Your gender, your sexuality, where you live, shouldn’t determine your opportunities or your life chances.
But the reality is that far too often, it does. And unless we acknowledge inequalities and step up to the challenge, we will never deliver the fairer country or the more equal life chances that everyone deserves.
Whilst we have made great strides in recent decades, there is so much further to go.
Today we celebrate International Women’s Day, with a theme for this year’s campaign of ‘Break the Bias’.
Whether it be our schools, our workplaces or our communities – and whether it is deliberate or unconscious – bias makes it difficult for women to move ahead.
Knowing that bias exists isn’t enough, action is needed to level the playing field.
The pay gap between women and men remains a reality in the workplace that still needs to be addressed. The Office of National Statistics report that, among full time employees, women are on average earning 7.9% less than men.
In the year ending March 2020, 1.6 million women suffered domestic abuse.
The Office of National Statistics’ 2021 figures show a 6% increase in domestic abuse.
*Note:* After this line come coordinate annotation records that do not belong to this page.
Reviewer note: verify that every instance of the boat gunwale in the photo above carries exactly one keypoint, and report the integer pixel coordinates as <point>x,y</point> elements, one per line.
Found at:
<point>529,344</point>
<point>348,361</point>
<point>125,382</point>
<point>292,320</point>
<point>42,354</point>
But only one third of all cases result in an arrest – and even fewer result in a prosecution.
Since becoming the first female MP elected for Barnsley East in 2017, I have raised key issues such as these with the Government, including the gender pay gap, pushing for better support in the workplace for women who suffer from endometriosis, and highlighting how our justice system lets down domestic abuse survivors while handing abusers the tools and means of exerting control over partners long after they have left.
And I have supported Barnsley charities, like IDAS and the Barnsley Sexual Abuse and Rape Crisis Centre, who do incredible work helping local residents in need of support.
We need action at a national scale to tackle these societal problems. But we need individual action too.
We need to get better at challenging bias where we see it – and learning when we don’t get things right.
So, this international Women’s Day, let us not only celebrate the achievements of women thus far, but mark the day as a call to action to challenge inequalities where we find them and to accelerate our journey to a more equal society.